There are a lot of places that I want to travel to, some of which I already have planned out. However, there is one place that I got a chance to travel to that I never thought I would visit in a thousand years: the Arctic Circle. Now, how many people do you know that can say that they’ve been to the Arctic Circle when they were eighteen?
I made this venture as a crew member of the United States Coast Guard Cutter Polar Sea, one of the oldest United States owned polar class icebreakers. When I first learned I was going to be stationed on the Polar Sea, during Basic Training in Cape May, New Jersey, I was extremely excited. Not only was I the only one picked to go there in my company, but I would get to go to some cool places, well a little colder than cool.
When we started our trip, it was the beginning of some of the worst months that the Bering Sea experiences, which made for quite the ride on the way up. Imagine being in a place where at some points in time, you can walk on the wall and you would hardly feel the difference from walking on the ground. We traveled through that for three days straight and needless to say, there was some sea sickness abroad. Afterwards, we finally made it to one of the coldest places most of us had ever seen.
Now, since the Arctic Circle encompasses a part of Alaska, we could have easily just pulled into one of the encompassed Alaskan ports and gone home.
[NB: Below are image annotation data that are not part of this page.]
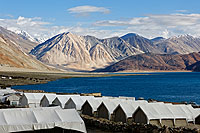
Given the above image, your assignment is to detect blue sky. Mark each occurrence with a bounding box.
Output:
[0,0,200,38]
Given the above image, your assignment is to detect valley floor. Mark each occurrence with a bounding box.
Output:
[0,67,148,87]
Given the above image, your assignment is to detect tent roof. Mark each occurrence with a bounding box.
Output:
[84,98,103,111]
[23,93,45,103]
[54,95,80,108]
[99,99,119,114]
[42,93,56,104]
[65,96,94,110]
[0,107,86,133]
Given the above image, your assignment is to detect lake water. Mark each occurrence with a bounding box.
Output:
[13,72,200,103]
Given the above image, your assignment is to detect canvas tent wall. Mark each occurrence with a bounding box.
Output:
[81,98,103,116]
[40,93,56,107]
[97,99,121,120]
[0,108,86,133]
[52,95,80,108]
[64,96,94,111]
[6,94,20,106]
[19,93,45,108]
[133,103,191,127]
[113,101,143,123]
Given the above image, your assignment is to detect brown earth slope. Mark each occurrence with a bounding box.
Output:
[96,53,200,72]
[0,34,51,70]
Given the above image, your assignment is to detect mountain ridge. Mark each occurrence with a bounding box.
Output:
[95,53,200,72]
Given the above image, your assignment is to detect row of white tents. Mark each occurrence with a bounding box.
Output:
[20,93,200,126]
[0,107,86,133]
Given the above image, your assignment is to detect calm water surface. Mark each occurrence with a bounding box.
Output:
[13,73,200,103]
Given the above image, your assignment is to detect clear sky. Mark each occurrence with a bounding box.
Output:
[0,0,200,38]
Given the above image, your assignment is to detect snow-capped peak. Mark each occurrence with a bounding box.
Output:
[7,27,45,43]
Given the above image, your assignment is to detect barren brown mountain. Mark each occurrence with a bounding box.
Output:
[96,53,200,72]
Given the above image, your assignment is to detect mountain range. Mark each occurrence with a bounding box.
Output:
[0,27,200,71]
[0,27,52,71]
[30,32,200,70]
[95,53,200,72]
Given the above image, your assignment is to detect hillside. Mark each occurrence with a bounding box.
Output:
[30,32,143,70]
[0,28,51,70]
[96,53,200,72]
[0,26,37,53]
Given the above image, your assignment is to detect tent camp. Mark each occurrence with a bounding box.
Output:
[0,107,86,133]
[64,96,94,111]
[6,94,20,106]
[40,93,56,107]
[113,101,147,123]
[81,98,103,116]
[133,103,190,127]
[97,99,121,120]
[52,95,80,108]
[19,93,45,108]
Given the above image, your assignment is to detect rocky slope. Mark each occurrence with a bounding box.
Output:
[96,53,200,72]
[121,33,160,53]
[0,26,37,53]
[30,32,200,70]
[186,61,200,72]
[30,32,143,70]
[0,28,51,70]
[154,35,200,54]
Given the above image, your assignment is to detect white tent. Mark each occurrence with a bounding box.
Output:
[52,95,80,108]
[40,93,56,107]
[0,108,86,133]
[64,96,94,111]
[97,99,120,119]
[19,93,45,108]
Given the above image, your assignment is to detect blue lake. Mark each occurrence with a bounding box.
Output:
[13,72,200,103]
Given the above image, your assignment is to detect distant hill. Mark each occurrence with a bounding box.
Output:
[30,32,143,70]
[96,53,200,72]
[0,26,37,53]
[30,32,200,70]
[0,27,51,70]
[154,35,200,54]
[186,61,200,72]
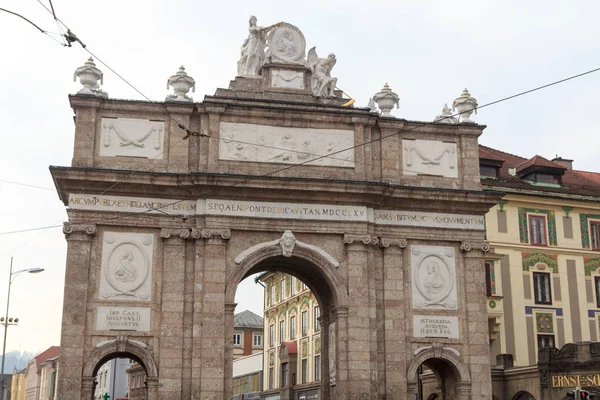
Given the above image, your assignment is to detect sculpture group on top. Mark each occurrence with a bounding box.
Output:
[238,16,337,97]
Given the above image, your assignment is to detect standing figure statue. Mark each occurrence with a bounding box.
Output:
[306,47,337,97]
[238,15,277,76]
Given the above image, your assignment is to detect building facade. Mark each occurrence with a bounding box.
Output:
[50,19,500,400]
[260,272,322,399]
[25,346,60,400]
[125,363,148,400]
[10,368,27,400]
[480,146,600,399]
[233,310,264,360]
[233,351,263,400]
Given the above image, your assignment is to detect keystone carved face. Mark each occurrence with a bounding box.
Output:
[279,230,296,257]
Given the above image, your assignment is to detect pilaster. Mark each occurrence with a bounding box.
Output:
[380,237,407,399]
[58,222,97,400]
[457,241,492,399]
[344,234,379,399]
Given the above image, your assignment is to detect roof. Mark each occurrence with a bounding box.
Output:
[33,346,60,373]
[479,145,600,201]
[517,155,566,172]
[233,310,263,329]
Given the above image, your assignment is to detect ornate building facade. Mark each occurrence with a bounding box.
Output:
[479,146,600,400]
[260,272,322,398]
[51,14,500,400]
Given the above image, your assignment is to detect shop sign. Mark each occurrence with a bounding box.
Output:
[552,374,600,387]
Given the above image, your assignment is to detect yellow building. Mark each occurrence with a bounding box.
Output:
[259,273,322,400]
[10,369,26,400]
[480,146,600,399]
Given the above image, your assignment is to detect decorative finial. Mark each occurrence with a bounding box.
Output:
[452,88,477,124]
[373,82,400,117]
[73,57,108,98]
[433,103,458,124]
[165,65,196,103]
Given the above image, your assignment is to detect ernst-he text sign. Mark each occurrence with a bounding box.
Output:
[413,315,458,339]
[552,374,600,387]
[96,307,150,332]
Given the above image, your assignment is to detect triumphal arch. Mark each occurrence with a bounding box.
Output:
[51,18,498,400]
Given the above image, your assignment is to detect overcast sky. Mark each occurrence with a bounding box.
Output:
[0,0,600,354]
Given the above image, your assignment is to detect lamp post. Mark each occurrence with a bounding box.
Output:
[0,257,44,400]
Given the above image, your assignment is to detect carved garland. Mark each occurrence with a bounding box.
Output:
[63,222,97,236]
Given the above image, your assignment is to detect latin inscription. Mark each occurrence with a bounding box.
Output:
[69,194,196,215]
[552,374,600,387]
[413,315,458,339]
[96,307,150,332]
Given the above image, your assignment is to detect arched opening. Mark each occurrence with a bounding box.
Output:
[407,343,471,400]
[226,234,346,400]
[512,390,535,400]
[420,358,459,400]
[92,353,148,400]
[81,336,158,400]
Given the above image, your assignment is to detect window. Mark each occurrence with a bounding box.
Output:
[281,363,287,387]
[314,355,321,382]
[485,263,493,297]
[302,311,308,336]
[269,285,275,306]
[233,333,242,346]
[479,165,498,178]
[529,215,548,246]
[538,335,554,349]
[533,272,552,304]
[290,315,296,340]
[300,358,308,383]
[314,306,321,332]
[594,276,600,308]
[590,221,600,250]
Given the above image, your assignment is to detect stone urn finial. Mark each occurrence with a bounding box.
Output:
[433,104,458,124]
[452,89,477,124]
[73,57,108,97]
[373,82,400,117]
[165,65,196,103]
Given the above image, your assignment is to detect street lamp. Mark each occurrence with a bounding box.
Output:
[0,257,44,400]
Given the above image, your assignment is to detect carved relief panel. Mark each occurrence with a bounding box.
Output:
[100,118,165,159]
[410,246,458,310]
[219,122,354,168]
[100,232,154,300]
[402,139,458,178]
[271,69,304,89]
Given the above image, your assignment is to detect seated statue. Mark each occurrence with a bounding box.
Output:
[307,47,337,97]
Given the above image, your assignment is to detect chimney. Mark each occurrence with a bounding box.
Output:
[552,154,573,171]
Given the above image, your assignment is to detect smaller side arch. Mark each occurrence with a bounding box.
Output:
[406,346,471,385]
[83,337,158,379]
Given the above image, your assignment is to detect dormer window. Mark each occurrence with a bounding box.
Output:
[516,156,567,186]
[479,165,499,178]
[479,158,504,179]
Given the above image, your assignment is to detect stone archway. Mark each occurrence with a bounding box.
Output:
[225,231,348,398]
[81,336,158,400]
[406,343,471,400]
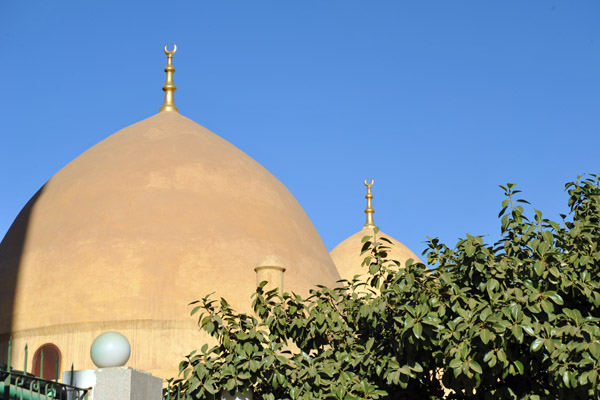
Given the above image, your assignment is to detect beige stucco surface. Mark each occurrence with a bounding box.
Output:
[330,228,421,281]
[0,113,339,378]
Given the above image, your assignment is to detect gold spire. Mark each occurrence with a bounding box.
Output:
[158,43,179,113]
[363,178,377,228]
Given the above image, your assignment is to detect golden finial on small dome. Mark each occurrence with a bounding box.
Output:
[158,43,179,113]
[364,178,377,228]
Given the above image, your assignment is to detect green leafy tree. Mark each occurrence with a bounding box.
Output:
[169,175,600,400]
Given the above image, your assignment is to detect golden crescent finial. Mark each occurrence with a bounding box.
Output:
[364,178,377,228]
[158,43,179,113]
[165,43,177,55]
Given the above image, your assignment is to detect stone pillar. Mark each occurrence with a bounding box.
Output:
[63,367,162,400]
[254,256,285,294]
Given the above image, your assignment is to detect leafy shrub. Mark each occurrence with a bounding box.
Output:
[170,175,600,400]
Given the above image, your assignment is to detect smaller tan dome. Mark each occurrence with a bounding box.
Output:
[329,179,421,281]
[329,227,421,280]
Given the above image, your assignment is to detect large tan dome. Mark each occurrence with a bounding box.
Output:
[0,112,339,371]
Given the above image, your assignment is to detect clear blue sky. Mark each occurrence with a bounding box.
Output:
[0,0,600,253]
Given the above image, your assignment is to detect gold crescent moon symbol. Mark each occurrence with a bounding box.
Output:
[165,43,177,55]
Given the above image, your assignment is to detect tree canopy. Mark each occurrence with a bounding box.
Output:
[169,175,600,400]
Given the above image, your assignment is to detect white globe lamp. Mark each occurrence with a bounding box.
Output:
[90,332,131,368]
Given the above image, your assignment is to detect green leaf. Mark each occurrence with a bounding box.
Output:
[514,360,525,375]
[413,322,423,339]
[531,338,544,353]
[469,360,483,374]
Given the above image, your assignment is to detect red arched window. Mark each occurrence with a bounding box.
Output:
[31,343,62,381]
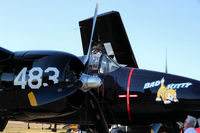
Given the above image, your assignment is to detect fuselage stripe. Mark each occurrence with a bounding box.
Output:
[126,68,134,121]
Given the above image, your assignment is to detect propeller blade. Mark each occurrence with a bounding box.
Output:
[165,48,168,73]
[28,83,79,106]
[83,4,98,65]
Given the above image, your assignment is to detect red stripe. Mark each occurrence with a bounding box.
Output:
[127,68,134,121]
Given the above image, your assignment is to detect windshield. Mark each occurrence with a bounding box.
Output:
[100,55,120,73]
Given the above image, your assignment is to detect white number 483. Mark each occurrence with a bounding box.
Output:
[14,67,60,89]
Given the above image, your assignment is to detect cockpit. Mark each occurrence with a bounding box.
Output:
[88,54,120,73]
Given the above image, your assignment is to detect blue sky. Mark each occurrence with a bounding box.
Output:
[0,0,200,80]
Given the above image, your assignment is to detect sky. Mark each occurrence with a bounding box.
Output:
[0,0,200,80]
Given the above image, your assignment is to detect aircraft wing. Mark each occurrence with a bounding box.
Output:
[79,11,138,68]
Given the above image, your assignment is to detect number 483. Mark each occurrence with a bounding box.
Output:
[14,67,60,89]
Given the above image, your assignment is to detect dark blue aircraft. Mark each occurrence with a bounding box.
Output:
[0,4,200,133]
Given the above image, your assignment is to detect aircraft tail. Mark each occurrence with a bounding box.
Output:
[0,47,13,63]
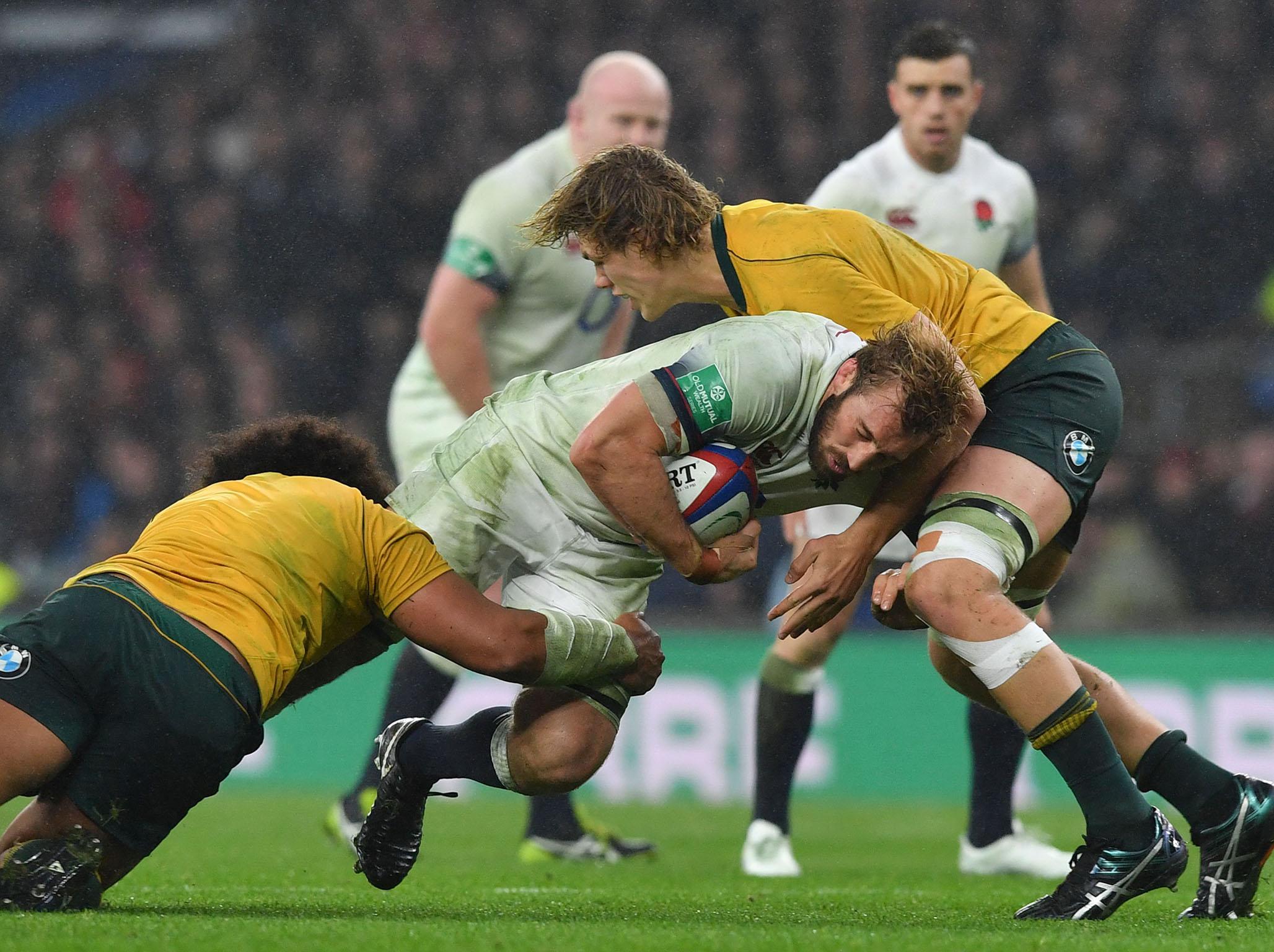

While we could have done that, we didn’t and continued Northward into the Arctic ice that most people think of when they hear the Arctic Circle. Three days after passing through the Bering Strait is when we finally spotted our first ice floe of the trip. Though it was just a small piece of ice that broke off, seeing ice that wasn’t out of a freezer or a soda fountain was pretty cool.
Eventually, we made it into the thicker ice known as pack ice, at which our pretty quiet trip turned into a mass of scratching, scraping, and grinding of metal against ice. When we made first contact with the ice, I wasn’t expecting it to be so rough or so loud; therefore I kept waiting in anticipation of the flooding alarm. Later on that day, I finally became accustomed to the sound and wasn’t freaking out every time I heard it.
As much fun as it was being up there in the ice, it was just as much of a challenge navigating through the ice. There were times when we hit such thick ice, we had to use our ‘backing and ramming’ technique to break through it. Along with navigation challenges, we also had to deal with weather challenges. There were some nights where the outside air temperature was negative twenty degrees Fahrenheit. With temperatures that low coupled with thirty-five knot (forty M.P.H.) winds, we felt wind chill factors of negative fifty degrees or less.
When I first told my friends about my trip and showed them some of the pictures I was able to take, they all thought that I was crazy for going out in that kind of weather. In my opinion, dealing with the cold was well worth some of the sights I saw. The sunrises and sunsets were truly captivating and the scenery during the day was amazing too, but in my opinion, I think that the nights were the best part of the day. Being up at that high latitude, 76? N to be exact, sometimes I felt like I would float off into space if I jumped high enough. There were more stars visible up there than I have seen on the clearest of nights in the city.
During the day, when I didn’t have any work to do, I would wander around on the outside decks just to see the area and bask in its beauty. Some of my photo opportunities felt like I was taking one of those photos that you would see on a calendar or on a card. Next to the amazing sceneries, being able to see some of the wild life in their natural habitats was beyond cool. We saw everything from seals to dolphins and even polar bears. The polar bears were probably the most intriguing animals that I saw up there. Their inexhaustible curiosity of our giant red ship as we broke through the ice around them was what intrigued me the most. It was also interesting to see how they interacted with each other, especially the interactions between the parents and their cubs.
Once we started making our trip back home to Seattle, I really did miss being up there and seeing the sights that I saw on a daily basis. While I could recap the whole four month trip, I don’t think that I would be able to completely capture the essence of the amazing things that I was able to experience. And thus ends then story of one of the exciting adventures of my life so far.